Functional Model API

The functional model provides a way to create arbitrarily complicated models that include shared layers, or layers with multiple inputs and/or outputs. In this lesson, we will focus on the sequential model. Once we understand how to build a network with the sequential model, it will be straightforward to learn the functional model.

Functional Model

Figure: An example of a complex functional model from the Keras API. Source: Keras Developer’s Guide.

Examples of Complex Neural Network Models

The model depicted in the figure above could be useful for analyzing text-based documents or emails. The model has three distinct inputs (title, text body, and tags) and returns two output values (the priority and the appropriate department for the document). The three inputs are fed together into one network, and the network is trained to classify both the appropriate priority and department of the documents it analyzes. Other complex networks that need the functional API include those models with feedback loops, such as recurrent neural networks. These complex models are beyond the scope of this introductory lesson.

Defining a Neuron Layer

A single layer of neurons is defined by creating a Dense object. Let us create a single layer, with only one neuron, that takes in four input features and outputs one number (0 or 1, to indicate the app described by the input features):

dense1 = Dense(1, activation='sigmoid', input_shape=(4,))

The Dense object declares a standard, fully-connected neuron layer, which can be a hidden layer or an output layer. The Dense arguments have the following meaning:

Please refer to Keras documentation for the Dense layer for more information and additional parameters.

Defining a Neural Network Model

Keras’ Sequential object defines an NN model that takes the form of a simple sequence of layers.
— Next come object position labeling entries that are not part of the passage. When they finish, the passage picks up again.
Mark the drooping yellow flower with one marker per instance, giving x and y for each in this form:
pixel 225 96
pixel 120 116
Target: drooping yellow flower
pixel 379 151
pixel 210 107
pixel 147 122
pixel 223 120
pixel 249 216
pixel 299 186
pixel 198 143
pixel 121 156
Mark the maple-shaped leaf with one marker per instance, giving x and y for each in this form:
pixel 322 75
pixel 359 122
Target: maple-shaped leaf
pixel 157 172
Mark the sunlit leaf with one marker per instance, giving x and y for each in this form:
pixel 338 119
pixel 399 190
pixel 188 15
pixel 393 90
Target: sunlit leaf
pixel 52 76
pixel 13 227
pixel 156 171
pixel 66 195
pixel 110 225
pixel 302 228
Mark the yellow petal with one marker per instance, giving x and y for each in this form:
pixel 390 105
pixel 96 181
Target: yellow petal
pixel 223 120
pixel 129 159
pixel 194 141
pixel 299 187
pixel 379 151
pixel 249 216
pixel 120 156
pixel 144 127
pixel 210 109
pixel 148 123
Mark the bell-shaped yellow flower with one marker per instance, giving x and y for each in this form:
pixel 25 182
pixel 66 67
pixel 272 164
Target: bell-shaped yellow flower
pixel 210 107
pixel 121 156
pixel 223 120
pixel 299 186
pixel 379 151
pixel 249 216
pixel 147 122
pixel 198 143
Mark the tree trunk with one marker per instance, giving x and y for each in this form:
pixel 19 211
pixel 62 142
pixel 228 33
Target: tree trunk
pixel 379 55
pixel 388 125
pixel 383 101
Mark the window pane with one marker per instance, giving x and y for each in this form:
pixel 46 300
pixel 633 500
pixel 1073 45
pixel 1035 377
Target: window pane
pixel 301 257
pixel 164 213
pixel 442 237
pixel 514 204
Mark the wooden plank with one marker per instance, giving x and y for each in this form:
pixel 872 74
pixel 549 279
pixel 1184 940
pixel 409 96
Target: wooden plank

The layers can be declared at the same time that the sequential model is constructed, as follows:

model = Sequential([
            Dense(1, activation='sigmoid', input_shape=(4,))
        ])

In this example, there is only one layer, which is the output layer.

Where Are the Parameters?

Each Dense layer contains parameters (i.e. weights) that will be optimized while training the network. Further, each neuron can have a bias parameter that can also be optimized. For a fully-connected layer that has N neurons connected to M input values, there will be N × (M + 1) weights, where the extra factor 1 comes from the bias. As a consequence, a deep neural network with many layers will quickly accummulate an enormous number of weights, especially if the fully-connected layers have many neurons.

How Many Parameters Are There?

How many adjustable parameters are in the following NN model?

a NN model with 3 input values, 4 hidden neurons, and 2 output values

Solution

The network consists of 3 input values, a layer with 4 hidden neurons, and 2 output values. In the hidden layer, there are 4 × 4 parameters; in the output layer, there are 2 × 5 parameters. In total, therefore, there are 26 parameters.

Model Optimizer: Preparation for Training

In order to train the NN model we defined above, we need a few additional ingredients:

How an Optimization Algorithm Works in Training a Neural Network Model

Training an NN model involves progressively updating the weights of the neurons through backpropagation until the errors made by the model’s prediction are sufficiently minimized. These errors are quantified by a loss function, sometimes also called a cost function. Training (i.e. optimization) a neural network model is as much an art as it is science. The use of an appropriate optimization algorithm is critical for ensuring that we obtain the best model.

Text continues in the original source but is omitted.